Up to 64% of industrial manufacturers forecast zero or negative revenue growth, with only 2% expecting a positive revenue growth in the next six months according to the Kenya Association of Manufacturers (KAM) Barometer Report for the 3rd quarter – a publication used to measure the pulse of the Kenyan industrial sector using a number of indices.
A daunting 53% of Kenyan manufacturers surveyed believe that Kenya’s economy has declined since the 2nd quarter of the year with a further 25% stating that the economy was stagnant. Only 22% believed the economy was growing.
The economic outlook for the next 6 months was equally dispiriting with 47% of manufacturers maintaining a pessimistic stance and a further 39% stating they were uncertain.

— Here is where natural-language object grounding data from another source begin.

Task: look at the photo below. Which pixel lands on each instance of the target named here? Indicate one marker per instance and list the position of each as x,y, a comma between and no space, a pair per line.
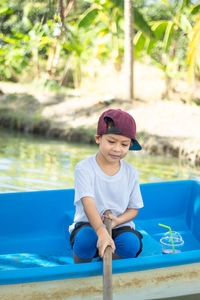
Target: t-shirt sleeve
135,200
83,184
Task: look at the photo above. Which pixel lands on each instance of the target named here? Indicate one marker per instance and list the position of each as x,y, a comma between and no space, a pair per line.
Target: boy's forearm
92,214
127,216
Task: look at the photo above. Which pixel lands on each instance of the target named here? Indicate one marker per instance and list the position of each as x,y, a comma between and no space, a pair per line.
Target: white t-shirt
117,192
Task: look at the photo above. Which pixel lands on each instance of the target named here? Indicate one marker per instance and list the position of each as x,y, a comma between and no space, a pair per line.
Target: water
29,163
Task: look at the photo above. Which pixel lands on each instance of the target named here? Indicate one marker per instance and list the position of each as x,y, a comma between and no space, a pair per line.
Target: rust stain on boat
149,282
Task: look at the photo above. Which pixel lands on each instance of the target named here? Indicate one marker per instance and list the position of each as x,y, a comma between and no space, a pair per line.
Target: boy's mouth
115,156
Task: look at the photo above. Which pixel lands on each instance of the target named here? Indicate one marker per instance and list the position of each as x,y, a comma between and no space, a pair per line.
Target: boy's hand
104,240
114,219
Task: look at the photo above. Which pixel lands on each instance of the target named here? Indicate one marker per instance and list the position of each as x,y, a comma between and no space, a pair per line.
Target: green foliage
34,36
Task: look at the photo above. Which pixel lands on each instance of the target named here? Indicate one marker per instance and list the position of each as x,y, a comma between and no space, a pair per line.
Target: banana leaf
88,18
139,21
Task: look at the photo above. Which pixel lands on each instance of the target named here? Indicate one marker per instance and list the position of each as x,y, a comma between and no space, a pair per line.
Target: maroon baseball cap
123,124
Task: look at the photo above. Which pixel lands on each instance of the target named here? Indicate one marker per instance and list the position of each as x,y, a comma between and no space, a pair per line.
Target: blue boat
36,258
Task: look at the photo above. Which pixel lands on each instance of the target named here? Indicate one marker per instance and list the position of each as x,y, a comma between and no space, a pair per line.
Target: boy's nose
117,147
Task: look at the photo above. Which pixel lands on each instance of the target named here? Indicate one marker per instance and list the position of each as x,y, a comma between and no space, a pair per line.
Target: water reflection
30,163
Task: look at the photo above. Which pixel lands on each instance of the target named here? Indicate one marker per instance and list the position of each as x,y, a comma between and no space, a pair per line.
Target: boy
104,181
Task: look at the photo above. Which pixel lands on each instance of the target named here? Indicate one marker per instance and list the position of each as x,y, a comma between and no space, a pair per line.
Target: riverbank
164,127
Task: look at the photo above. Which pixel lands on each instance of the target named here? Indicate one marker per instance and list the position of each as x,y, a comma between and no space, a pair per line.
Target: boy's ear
97,138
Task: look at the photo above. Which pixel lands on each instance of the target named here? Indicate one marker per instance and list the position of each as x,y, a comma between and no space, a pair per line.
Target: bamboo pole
107,264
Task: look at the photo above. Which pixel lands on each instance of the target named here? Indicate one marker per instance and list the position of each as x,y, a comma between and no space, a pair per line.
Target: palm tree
128,49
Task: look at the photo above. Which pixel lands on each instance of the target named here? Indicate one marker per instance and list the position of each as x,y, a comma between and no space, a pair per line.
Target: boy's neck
108,168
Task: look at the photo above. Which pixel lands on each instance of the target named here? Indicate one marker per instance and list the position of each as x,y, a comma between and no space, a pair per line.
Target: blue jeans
84,241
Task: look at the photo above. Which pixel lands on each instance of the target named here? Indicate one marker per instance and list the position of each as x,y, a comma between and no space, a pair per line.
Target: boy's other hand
104,240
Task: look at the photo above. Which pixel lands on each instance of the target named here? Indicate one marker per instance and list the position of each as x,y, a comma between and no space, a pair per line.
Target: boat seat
151,246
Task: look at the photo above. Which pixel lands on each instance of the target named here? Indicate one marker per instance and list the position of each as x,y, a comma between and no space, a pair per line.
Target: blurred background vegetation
50,41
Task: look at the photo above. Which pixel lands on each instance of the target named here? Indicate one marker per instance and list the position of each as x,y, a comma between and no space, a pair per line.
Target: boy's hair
116,121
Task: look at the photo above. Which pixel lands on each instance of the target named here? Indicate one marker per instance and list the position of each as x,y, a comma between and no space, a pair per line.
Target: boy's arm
104,239
127,216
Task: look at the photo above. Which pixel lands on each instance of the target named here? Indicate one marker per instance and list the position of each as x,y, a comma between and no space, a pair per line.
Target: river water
30,163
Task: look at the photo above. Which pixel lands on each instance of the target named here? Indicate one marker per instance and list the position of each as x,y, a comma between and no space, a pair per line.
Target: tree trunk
128,50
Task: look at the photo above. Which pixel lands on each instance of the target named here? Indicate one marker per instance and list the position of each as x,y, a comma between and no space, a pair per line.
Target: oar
107,264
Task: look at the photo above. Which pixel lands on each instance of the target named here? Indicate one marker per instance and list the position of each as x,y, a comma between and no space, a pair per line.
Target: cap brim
135,146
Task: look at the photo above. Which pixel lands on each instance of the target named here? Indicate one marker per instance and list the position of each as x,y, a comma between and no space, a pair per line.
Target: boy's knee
127,245
85,243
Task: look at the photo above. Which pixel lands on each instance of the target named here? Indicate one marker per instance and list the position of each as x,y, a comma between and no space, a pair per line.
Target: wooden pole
107,264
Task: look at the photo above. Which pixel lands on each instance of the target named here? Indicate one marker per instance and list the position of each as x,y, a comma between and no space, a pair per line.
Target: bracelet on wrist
101,225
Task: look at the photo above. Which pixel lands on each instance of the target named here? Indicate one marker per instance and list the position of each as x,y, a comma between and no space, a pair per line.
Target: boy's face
113,147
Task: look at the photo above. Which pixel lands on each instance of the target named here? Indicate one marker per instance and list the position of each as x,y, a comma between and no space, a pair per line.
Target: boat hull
159,283
36,258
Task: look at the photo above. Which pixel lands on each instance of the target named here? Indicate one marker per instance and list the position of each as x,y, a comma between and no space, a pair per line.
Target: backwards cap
124,124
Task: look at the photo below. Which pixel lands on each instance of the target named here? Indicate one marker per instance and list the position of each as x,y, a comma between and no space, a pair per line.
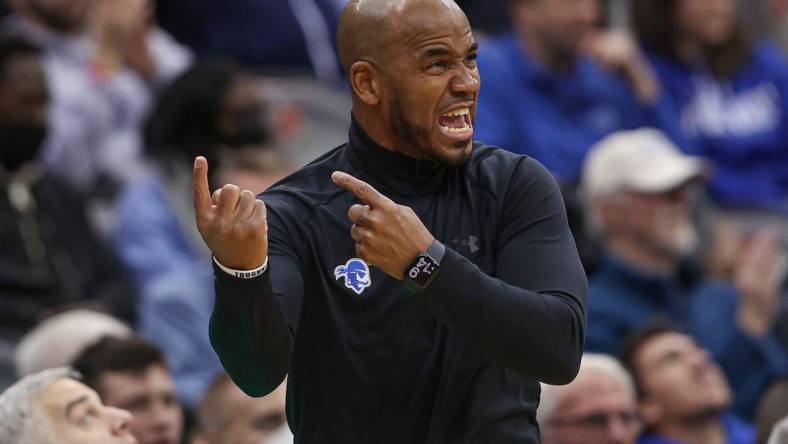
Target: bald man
415,285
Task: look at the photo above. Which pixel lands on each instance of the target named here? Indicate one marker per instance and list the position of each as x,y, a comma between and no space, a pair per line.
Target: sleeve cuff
243,274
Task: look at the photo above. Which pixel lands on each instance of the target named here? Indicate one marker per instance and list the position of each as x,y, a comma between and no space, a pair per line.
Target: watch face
422,270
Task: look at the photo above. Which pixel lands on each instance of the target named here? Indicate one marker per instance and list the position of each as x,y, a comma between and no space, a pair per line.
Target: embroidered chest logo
356,274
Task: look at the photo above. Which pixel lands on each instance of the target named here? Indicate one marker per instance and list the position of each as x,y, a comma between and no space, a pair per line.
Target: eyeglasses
599,421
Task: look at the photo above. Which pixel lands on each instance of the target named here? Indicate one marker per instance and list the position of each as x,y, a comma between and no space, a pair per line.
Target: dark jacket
458,363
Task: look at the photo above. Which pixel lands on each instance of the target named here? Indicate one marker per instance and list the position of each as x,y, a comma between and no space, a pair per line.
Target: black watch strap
424,267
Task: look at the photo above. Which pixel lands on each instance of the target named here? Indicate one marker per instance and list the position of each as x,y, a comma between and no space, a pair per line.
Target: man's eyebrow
70,406
436,51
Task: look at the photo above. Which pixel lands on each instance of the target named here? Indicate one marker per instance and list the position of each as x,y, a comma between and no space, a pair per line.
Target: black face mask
251,132
19,144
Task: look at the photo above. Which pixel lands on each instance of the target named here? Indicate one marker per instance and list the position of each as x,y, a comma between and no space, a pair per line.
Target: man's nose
618,431
465,81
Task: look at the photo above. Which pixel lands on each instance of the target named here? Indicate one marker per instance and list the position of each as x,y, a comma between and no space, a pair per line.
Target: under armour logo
472,243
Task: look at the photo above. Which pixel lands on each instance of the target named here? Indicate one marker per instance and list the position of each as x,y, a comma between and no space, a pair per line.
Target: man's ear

Only 14% of the manufacturers surveyed were optimistic about the economic performance of the country in the near future.
This predominantly pessimistic view of the economy is also reflected at a company level with 50% of industrial manufacturers maintaining a negative outlook for the next 3 months while 23% of their counterparts maintained a positive outlook.
The report shows that new orders are expected to take a dive with 56% of the manufacturers forecasting a decline in the 3rd quarter.

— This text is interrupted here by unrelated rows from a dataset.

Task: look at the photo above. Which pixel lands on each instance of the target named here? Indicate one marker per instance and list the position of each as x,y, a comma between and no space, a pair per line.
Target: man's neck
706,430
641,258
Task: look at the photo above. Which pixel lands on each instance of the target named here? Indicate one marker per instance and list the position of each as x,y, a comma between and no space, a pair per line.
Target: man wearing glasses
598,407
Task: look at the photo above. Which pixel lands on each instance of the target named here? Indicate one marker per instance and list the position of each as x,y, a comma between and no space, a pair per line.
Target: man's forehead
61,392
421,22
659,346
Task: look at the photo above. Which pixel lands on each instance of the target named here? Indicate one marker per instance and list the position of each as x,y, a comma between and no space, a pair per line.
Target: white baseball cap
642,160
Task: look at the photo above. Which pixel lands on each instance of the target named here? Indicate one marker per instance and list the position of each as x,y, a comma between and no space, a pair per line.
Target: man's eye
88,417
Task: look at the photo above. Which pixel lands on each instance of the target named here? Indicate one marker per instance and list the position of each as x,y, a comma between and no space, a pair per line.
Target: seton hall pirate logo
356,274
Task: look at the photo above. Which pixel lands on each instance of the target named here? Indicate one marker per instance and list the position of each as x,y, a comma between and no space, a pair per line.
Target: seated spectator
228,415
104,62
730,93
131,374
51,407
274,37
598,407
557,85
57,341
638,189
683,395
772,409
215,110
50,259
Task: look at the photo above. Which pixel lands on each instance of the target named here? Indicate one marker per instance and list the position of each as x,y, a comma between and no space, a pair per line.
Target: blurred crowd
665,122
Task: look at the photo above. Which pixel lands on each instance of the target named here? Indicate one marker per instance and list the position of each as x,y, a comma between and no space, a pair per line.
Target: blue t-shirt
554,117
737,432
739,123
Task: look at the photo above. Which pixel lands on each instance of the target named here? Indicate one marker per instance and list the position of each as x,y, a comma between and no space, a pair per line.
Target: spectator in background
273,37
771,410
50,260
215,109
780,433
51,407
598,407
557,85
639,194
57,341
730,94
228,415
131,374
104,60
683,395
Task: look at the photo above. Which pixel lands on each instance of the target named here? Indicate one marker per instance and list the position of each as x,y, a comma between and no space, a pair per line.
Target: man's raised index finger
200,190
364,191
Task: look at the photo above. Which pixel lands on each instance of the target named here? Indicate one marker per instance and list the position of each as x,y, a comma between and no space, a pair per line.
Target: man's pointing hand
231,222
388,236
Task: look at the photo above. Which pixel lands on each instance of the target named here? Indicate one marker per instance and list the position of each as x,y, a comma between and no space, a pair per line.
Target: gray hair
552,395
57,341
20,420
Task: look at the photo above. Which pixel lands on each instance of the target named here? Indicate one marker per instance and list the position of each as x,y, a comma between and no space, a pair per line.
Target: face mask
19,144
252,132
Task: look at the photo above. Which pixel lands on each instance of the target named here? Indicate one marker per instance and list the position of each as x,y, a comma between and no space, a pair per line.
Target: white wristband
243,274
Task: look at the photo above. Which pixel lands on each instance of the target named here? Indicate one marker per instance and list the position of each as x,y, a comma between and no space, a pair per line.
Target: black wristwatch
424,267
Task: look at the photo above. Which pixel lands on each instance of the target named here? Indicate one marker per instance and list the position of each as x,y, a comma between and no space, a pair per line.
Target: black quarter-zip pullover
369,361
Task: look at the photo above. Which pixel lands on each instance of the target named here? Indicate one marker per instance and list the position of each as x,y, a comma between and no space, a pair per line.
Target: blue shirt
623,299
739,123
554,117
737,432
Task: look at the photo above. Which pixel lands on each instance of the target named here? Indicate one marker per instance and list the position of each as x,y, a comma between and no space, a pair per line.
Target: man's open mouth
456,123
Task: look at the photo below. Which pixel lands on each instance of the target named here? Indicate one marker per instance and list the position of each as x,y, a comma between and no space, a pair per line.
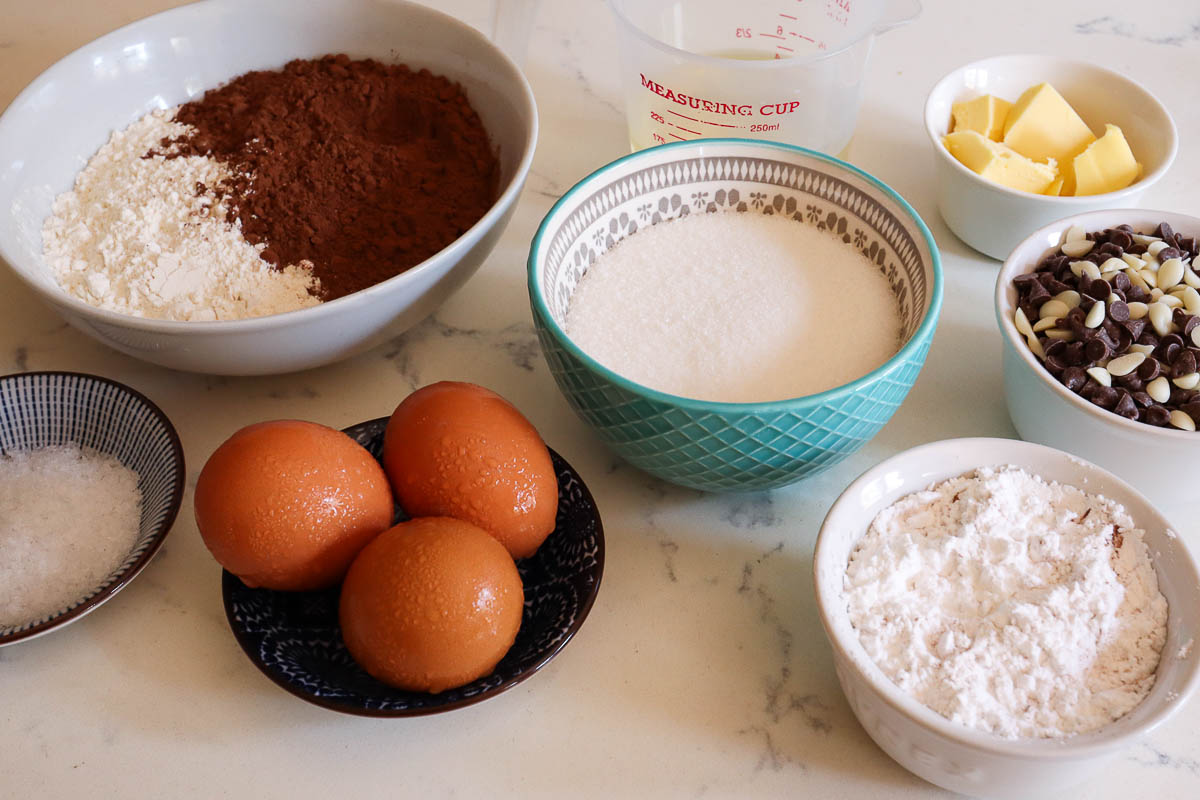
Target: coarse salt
69,518
735,307
1009,603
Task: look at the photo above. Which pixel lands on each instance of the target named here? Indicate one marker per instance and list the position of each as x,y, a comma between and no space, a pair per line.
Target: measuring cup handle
895,13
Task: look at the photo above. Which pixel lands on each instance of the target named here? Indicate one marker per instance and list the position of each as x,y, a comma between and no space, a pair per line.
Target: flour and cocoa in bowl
276,191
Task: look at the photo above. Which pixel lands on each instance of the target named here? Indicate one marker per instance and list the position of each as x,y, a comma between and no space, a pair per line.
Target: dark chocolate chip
1074,378
1096,350
1104,396
1126,407
1143,398
1155,415
1135,326
1149,368
1185,364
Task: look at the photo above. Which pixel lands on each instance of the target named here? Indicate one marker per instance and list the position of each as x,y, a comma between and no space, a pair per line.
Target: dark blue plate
294,637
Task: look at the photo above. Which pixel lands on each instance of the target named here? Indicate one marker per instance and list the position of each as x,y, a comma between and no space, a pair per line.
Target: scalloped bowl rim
671,152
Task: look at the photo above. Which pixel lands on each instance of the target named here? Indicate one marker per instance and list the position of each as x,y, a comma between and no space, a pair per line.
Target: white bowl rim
1097,743
454,251
1012,266
925,329
1069,202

“The confectionaries industry as a whole has felt the impact of the slowing down economy primarily driven by a significant reduction in consumer spending on non-essential goods and services, the availability of cheap imports and the higher prices of raw materials used for manufacturing. Operations have been scaled down across the manufacturing sector to reduce overheads while meeting declining consumer demand,’’ said Britania Foods Limited CEO Robert Kagundah.
Consequently, in the next three months,75% of the manufacturers surveyed anticipate a downward trend in their profits, while 8% are hopeful of an increase. 17% are optimistic that their profits will remain constant.
“As Britania Foods however, we remain bullish about the prospects of the economy and have adopted a longer-term broader view on consumer demand as we strive to be more innovative in pricing and packaging options, harness operational efficiencies in manufacturing and procurement and ensure that our labor force has the right skills and enabling technology to meet and exceed consumer demand and aggressively grow our market share,’’ added Mr Kagundah.
The KAM report also indicated that up to 47% of the manufacturers plan to reduce their work force in the next six months with 31% expected to maintain their workforce. Only 22% are expected to increase their labor force, primarily hiring sales and marketing professionals as well as skilled and semi-skilled workers.